Em segundo lugar, não há contradição em aprovar com restrições uma operação no mercado
de cerveja e bloquear outra no
mercado de chocolates. Seria um
desastre se um colegiado técnico
como o Cade começasse a produzir decisões padronizadas, idênticas para todos os mercados da
economia, independentemente de
suas peculiaridades!
E não vale afirmar que a concentração é elevada em ambos os
casos. Concentração elevada não
é condição suficiente nem mesmo
necessária para proibir uma fusão. É apenas um dos elementos a
serem considerados em uma metodologia de análise de fusões que
é aceita internacionalmente. Essa
posição não é nova: pode ser encontrada à página 87 do "Relatório Anual do Cade" de 1998/99,
anterior à fusão da AmBev.
Em terceiro lugar, tal metodologia é análoga a uma análise de
custo-benefício. Do lado do custo,
está o aumento de poder de mercado que uma fusão pode criar.

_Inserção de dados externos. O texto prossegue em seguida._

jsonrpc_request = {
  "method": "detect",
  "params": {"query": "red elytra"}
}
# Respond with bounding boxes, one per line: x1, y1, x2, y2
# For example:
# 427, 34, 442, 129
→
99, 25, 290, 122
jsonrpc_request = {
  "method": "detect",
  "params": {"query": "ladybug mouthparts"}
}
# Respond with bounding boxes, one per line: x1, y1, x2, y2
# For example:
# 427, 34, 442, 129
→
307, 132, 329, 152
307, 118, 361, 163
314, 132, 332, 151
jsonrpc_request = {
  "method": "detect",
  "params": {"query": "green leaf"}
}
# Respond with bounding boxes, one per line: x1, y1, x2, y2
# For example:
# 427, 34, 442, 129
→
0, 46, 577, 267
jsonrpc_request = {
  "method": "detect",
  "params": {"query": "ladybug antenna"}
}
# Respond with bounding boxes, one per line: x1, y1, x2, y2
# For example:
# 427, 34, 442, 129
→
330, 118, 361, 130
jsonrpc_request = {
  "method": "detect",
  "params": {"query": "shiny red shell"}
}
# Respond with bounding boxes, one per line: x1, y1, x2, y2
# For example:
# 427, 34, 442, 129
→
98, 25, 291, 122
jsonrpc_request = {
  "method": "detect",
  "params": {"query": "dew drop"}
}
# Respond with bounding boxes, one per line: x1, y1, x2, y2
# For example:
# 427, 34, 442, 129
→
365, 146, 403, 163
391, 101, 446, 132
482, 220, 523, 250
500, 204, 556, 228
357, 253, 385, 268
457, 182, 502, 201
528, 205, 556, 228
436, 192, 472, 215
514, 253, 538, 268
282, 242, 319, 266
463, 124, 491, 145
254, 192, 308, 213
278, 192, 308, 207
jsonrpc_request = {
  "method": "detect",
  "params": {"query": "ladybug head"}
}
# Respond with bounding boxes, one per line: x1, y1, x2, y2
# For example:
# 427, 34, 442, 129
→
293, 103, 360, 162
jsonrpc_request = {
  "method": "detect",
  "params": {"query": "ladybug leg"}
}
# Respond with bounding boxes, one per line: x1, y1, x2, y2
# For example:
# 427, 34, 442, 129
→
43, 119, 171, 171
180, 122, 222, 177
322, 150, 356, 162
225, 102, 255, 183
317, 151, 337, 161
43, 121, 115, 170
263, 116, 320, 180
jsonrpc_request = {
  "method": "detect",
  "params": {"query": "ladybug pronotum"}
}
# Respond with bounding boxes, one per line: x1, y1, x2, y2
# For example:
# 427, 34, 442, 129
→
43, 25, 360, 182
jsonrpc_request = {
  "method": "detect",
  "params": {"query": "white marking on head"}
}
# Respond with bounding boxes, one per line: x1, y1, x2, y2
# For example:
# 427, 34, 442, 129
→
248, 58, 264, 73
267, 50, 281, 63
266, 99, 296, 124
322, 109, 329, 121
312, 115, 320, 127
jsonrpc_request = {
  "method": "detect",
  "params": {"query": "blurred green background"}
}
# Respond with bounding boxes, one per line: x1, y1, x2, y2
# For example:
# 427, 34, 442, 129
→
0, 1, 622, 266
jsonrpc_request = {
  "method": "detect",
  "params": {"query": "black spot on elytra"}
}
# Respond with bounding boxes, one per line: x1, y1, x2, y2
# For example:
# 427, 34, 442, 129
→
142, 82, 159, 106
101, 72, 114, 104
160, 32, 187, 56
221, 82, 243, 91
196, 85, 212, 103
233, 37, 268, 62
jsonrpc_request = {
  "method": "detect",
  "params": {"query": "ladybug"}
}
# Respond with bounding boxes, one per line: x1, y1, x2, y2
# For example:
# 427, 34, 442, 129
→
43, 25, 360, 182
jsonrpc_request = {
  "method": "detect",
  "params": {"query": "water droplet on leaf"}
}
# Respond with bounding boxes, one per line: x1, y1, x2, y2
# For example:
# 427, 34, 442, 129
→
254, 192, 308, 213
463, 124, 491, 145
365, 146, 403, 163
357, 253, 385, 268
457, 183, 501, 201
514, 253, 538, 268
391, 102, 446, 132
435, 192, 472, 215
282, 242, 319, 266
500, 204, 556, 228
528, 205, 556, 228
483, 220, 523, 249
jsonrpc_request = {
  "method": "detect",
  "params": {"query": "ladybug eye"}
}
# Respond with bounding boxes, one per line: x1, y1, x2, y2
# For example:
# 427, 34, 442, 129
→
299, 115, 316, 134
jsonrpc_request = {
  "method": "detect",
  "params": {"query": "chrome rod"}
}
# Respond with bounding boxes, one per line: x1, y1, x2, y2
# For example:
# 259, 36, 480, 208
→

Do lado do benefício, está a redução de custo associada às economias que podem ser geradas na
produção, distribuição e administração pela mesma operação. A
maneira de calcular tais eficiências, como são chamadas na literatura especializada, é conhecida
e está detalhada em manual do
Banco Mundial e da OCDE (Organização para a Cooperação e
Desenvolvimento Econômico),
"Diretrizes para a Elaboração e
Implementação de Política de Defesa da Concorrência", recentemente traduzido para o português pela Editora Singular.
Pois bem, as eficiências demonstradas no caso AmBev foram significativas, situando-se
em um intervalo entre R$ 282 milhões e R$ 552 milhões de reduções anuais de custo. Esses números estão igualmente disponíveis
nos votos da decisão do Cade no
site do órgão. Esse foi o elemento-chave na decisão do Cade, e não
uma promessa publicitária de
multinacional verde-amarela.
Em contraste, no caso Nestlé/Garoto, as estimativas de eficiências
foram consideradas insuficientes
pelas secretarias especializadas
dos ministérios da Fazenda e da
Justiça e pelo Cade.
Reitere-se, em quarto lugar, que
não houve compromisso com o
Cade de a AmBev não ser vendida a estrangeiro, como chegou a
ser veiculado erroneamente na
semana passada. Para verificar
isso, bastaria novamente consultar as razões de decidir do Cade,
que merecem uma leitura no mínimo tão freqüente quanto as
atas do Copom.
Por fim, a aprovação com restrições de uma fusão não representa
um atestado de bom comportamento para a empresa fusionada
pelo resto dos tempos. Eventuais
abusos da AmBev, da InterbrewAmBev ou de qualquer empresa
que tenha posição dominante no
mercado devem ser investigados e
punidos, se for o caso.
Em tempo: não fui o primeiro
presidente do Cade, conforme
afirmou Nassif em dezembro de
2000. O Cade foi criado em 1962 e
teve oito presidentes antes de minha gestão, em 1996-00.
Gesner Oliveira, 47, é doutor em economia pela Universidade da Califórnia
(Berkeley), professor da FGV-EAESP, sócio-diretor da Tendências e ex-presidente do Cade.